Tantangan di Indonesia
Indonesia terus mendorong pembangunan sektor pangan yang ramah lingkungan dan berkelanjutan dalam beberapa tahun terakhir, antara lain melalui konsep ekonomi hijau dan ekonomi biru. Kedua prinsip pembangunan ini memiliki arah serupa, yakni upaya pembangunan ekonomi dan peningkatan kesejahteraan masyarakat harus selaras dengan keberlanjutan ekologi.

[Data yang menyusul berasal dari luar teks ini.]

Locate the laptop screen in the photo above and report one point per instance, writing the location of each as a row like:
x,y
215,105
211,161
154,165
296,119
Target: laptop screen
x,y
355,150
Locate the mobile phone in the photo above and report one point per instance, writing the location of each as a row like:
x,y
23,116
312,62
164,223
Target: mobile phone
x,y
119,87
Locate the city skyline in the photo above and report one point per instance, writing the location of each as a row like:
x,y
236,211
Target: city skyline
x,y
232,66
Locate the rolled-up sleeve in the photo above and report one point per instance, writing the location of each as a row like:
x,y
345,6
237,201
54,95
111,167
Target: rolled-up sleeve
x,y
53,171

Di sektor perikanan, meski produk ramah lingkungan menjanjikan imbal hasil pasar yang lebih luas, penerapan prinsip perikanan berkelanjutan masih menghadapi tantangan. Perikanan berkelanjutan mensyaratkan pendataan yang akurat, penerapan standar ramah lingkungan, serta ketertelusuran produk dari produsen hingga unit pengolahan.
Perikanan berkelanjutan mensyaratkan pendataan yang akurat, penerapan standar ramah lingkungan, serta ketertelusuran produk dari produsen hingga unit pengolahan.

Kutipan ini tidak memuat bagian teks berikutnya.